What you set out to do
- Big question: “Can we tell if a picture is AI‑made or real using quick stats like brightness, contrast, saturation, etc.—and how does that stack up against a CNN?” Spoiler: the CNN is the gym bro who actually lifts.
Data at a glance
- Two datasets:
  - Dataset 1: ~12k low‑res images, 50/50 real vs. fake—great for “messy real‑world” testing.
  - Dataset 2: ~900 higher‑quality art images, ~54/46 split—good for subtle style cues.
What We measured
- Brightness, saturation, contrast, number of unique pixels, and RGB color ranges.
- Sanity‑checked with t‑tests and correlations. The density plots show the classes do nudge apart—just not cleanly enough to win the whole game.
Model adventures
- Tried PCA to compress the features. Verdict: meh—no real boost, so dropped.
- Logistic Regression / Random Forest on the hand‑crafted features landed around ~0.64 for accuracy/precision/recall/F1. Feature importance crowned brightness/contrast/saturation as the top bouncers.
- Then the CNN strolled in, looked at raw pixels, and posted ~0.97 across the board. Yowza.
- Conclusion: differences exist and are useful, but CNNs capture the nuance way better. Future idea: try a GAN for continual learning.
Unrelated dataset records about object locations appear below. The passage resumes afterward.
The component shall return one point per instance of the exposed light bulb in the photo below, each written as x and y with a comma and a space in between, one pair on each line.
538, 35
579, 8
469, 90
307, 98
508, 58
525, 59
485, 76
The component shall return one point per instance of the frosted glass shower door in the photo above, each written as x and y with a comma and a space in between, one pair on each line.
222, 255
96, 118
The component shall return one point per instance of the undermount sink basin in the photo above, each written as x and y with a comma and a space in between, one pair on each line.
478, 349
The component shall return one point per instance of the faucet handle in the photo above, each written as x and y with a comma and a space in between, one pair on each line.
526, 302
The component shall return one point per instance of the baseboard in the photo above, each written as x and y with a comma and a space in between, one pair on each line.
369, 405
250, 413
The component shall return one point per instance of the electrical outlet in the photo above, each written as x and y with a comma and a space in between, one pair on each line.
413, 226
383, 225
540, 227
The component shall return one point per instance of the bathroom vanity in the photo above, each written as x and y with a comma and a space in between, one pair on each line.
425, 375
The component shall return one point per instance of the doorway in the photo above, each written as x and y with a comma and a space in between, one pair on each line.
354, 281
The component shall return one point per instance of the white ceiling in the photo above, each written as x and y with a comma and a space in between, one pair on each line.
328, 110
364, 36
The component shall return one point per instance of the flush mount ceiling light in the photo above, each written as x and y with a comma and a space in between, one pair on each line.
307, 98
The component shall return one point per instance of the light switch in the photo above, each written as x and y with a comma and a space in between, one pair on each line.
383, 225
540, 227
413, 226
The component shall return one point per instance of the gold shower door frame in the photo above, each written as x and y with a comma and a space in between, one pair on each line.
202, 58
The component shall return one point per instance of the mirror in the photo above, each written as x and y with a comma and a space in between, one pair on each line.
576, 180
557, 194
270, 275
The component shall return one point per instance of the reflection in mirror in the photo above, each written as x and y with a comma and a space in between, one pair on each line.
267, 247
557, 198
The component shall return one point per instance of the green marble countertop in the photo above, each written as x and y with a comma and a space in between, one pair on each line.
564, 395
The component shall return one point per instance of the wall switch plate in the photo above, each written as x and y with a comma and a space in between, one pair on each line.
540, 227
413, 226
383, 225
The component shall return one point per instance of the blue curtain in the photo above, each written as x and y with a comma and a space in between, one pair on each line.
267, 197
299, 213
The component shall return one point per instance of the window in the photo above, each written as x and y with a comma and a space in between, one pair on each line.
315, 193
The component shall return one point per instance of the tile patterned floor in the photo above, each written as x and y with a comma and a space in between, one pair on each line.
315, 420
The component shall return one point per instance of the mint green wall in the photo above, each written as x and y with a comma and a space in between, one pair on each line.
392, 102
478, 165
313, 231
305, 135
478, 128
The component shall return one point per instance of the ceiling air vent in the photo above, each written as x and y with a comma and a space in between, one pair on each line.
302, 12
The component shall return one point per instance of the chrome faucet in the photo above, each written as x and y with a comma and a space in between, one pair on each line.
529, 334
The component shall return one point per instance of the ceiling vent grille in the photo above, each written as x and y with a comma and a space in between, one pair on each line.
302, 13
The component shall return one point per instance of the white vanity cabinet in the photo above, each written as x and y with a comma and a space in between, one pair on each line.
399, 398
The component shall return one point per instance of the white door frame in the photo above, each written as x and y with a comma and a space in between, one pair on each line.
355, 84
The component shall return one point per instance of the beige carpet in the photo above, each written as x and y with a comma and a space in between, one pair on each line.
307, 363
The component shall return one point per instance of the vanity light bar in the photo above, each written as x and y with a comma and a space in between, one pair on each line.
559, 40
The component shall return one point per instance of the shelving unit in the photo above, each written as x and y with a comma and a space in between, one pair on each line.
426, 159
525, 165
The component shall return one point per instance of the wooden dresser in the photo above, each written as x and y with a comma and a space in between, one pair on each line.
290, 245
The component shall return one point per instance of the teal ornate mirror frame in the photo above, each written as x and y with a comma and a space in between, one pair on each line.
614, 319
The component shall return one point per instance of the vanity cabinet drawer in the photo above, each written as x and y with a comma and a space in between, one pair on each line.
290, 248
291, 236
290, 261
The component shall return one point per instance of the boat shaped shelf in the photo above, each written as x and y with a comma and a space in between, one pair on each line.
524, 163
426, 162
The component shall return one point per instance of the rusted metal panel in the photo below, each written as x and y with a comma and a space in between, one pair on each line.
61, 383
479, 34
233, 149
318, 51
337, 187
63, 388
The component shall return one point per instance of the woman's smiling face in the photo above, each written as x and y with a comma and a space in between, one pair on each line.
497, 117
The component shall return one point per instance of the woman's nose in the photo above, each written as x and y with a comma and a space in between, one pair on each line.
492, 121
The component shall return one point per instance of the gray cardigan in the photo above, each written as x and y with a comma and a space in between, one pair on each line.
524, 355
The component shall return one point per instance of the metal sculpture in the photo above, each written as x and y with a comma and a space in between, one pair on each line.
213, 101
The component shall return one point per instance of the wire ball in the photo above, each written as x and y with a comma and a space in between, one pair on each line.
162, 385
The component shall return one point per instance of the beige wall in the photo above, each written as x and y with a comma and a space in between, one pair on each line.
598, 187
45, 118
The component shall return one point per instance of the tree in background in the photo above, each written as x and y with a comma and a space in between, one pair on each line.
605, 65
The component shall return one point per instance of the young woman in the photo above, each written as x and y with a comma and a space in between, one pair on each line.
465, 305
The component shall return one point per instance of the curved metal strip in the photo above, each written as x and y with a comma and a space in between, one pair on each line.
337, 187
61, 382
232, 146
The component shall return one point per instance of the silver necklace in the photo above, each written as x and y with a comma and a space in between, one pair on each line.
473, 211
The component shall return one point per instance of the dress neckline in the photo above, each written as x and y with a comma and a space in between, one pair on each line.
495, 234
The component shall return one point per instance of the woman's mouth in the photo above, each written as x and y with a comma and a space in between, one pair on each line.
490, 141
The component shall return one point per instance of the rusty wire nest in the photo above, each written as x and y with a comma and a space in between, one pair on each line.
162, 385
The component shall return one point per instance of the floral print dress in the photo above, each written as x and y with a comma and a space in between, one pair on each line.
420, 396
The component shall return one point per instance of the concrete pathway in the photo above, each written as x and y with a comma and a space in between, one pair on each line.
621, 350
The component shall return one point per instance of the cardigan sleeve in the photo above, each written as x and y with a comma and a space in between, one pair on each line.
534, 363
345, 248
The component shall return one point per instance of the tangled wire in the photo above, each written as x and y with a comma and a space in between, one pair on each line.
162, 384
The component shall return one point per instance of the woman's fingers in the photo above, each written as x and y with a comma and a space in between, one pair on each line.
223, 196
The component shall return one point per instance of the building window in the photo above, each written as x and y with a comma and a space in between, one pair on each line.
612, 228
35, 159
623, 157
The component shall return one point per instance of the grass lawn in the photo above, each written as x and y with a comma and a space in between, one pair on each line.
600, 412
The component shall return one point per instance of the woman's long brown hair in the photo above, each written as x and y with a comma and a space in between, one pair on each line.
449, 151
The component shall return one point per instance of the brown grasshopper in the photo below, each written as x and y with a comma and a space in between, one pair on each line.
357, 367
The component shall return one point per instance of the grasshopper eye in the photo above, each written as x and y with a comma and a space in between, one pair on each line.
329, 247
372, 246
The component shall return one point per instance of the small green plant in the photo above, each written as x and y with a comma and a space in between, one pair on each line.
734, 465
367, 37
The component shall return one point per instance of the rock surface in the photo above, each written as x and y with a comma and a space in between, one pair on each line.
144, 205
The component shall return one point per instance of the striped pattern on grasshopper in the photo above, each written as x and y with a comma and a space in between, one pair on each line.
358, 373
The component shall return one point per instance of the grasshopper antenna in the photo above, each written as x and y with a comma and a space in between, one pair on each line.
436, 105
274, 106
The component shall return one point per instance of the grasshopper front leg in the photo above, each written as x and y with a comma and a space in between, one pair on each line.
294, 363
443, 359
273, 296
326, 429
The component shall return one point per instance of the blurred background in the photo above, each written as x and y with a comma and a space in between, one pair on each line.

Why this is exciting for “big data” even without looking at images

Think of the simple stats as a no‑peek pre‑screen—a fast, cheap bouncer before the VIP lounge:

Triage at scale: Run brightness/contrast/saturation/unique‑pixel counts in milliseconds to flag likely AI images across millions of files.
Save compute: Only send the “maybe” pile to your expensive CNN; pass the obvious ones or toss them.
Privacy‑friendlier: You’re not “seeing” the images—just their aggregates—so the first pass can happen where data lives (edge / on‑prem), reducing transfers.
Ops hygiene: Use thresholds (e.g., odd saturation ranges) to auto‑quarantine suspicious content and keep downstream systems cleaner.
Real‑time ready: These features can run inline in ingestion pipelines or queues as a first‑stage filter.

Mental model: brightness/contrast = the door staff (“ID please”); CNN = the back‑room expert who interviews edge cases. Together, you get speed + accuracy without melting your GPUs.